RSS
Логотип
Баннер в шапке 1
Баннер в шапке 2

AI Talent Hub: LLAMATOR Framework for testing chatbots for vulnerabilities

Product
Developers: ITMO (Scientific and Educational Corporation), Napoleon IT (Napoleon Aichi)
Date of the premiere of the system: 2025/02/04
Technology: TMS - Test Management System,  Speech technologies

The main articles are:

2025: Introducing a framework for testing chatbots for vulnerabilities

Students ITMO have developed a framework for testing chat boats for vulnerabilities with an accuracy of 89%.

The LLAMATOR framework developed within the AI Security Lab, warns against the issuance of conflicting information, sensitive data and invalid content by systems based on large language models, in particular commercial chatbots. This allows you to minimize legal and reputational risks of companies that use chatbots to interact with customers and employees. Napoleon IT (Napoleon Aichi) announced this on February 4, 2025.

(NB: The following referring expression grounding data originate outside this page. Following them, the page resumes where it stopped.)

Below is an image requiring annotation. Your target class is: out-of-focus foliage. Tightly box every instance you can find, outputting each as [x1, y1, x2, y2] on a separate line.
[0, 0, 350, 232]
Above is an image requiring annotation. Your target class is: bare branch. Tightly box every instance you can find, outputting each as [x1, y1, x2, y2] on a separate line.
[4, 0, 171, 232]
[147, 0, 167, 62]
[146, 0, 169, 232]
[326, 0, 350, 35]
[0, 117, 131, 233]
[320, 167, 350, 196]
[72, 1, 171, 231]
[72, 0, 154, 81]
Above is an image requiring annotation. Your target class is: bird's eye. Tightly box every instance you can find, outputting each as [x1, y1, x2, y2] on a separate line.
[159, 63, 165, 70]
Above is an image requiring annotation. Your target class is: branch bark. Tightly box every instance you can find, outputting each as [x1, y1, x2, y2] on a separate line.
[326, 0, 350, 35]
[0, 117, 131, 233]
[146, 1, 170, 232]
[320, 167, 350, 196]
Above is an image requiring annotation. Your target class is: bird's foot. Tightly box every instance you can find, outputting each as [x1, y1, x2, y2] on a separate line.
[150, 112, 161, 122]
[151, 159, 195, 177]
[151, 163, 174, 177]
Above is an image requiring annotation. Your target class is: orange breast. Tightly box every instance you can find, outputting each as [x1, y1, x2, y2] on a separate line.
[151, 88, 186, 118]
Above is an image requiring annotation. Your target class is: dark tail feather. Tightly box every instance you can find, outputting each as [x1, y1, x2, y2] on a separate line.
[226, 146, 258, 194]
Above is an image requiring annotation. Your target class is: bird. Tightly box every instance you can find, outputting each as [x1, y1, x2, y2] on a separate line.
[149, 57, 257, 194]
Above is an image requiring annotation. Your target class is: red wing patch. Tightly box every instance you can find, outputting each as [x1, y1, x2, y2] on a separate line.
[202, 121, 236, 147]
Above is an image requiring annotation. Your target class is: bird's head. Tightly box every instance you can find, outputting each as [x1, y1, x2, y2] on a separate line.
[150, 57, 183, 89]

Unlike other solutions in the market, LLAMATOR does not just test the system for resistance to external attacks with single requests, and leads with it full-fledged automated dialogues, selecting and improving an attacking strategy based on system responses. The framework can test models in both English and Russian and supports a wide range of tests - from simple prompt injections prior to deep hallucination and incorrect generation testing.

{{quote 'One of the main difficulties was to create a model capable of realistically mimic human interaction. We spent a lot of experiments with the selection of the attacking model and its systemic industrial training - to us We managed to achieve 89% accuracy in identifying vulnerabilities using the approach LLM-as-a-Judge, - said "'Timur Nizamov, one of the developers of the solution LLAMATOR.}}

The framework comes with a freemium model: its source code is open, but the command developers can conduct a comprehensive security audit of chat bots and AI systems at the request of the company. LLAMATOR integrates with a variety of platforms, including Web, REST API, Telegram, WhatsApp and others.

It is planned to scale the testing solution in the near future multi-agent AI systems and systematic commercial operation. As early as February 2025 negotiations are underway on technological and methodological cooperation with potential customers and large AI vendors.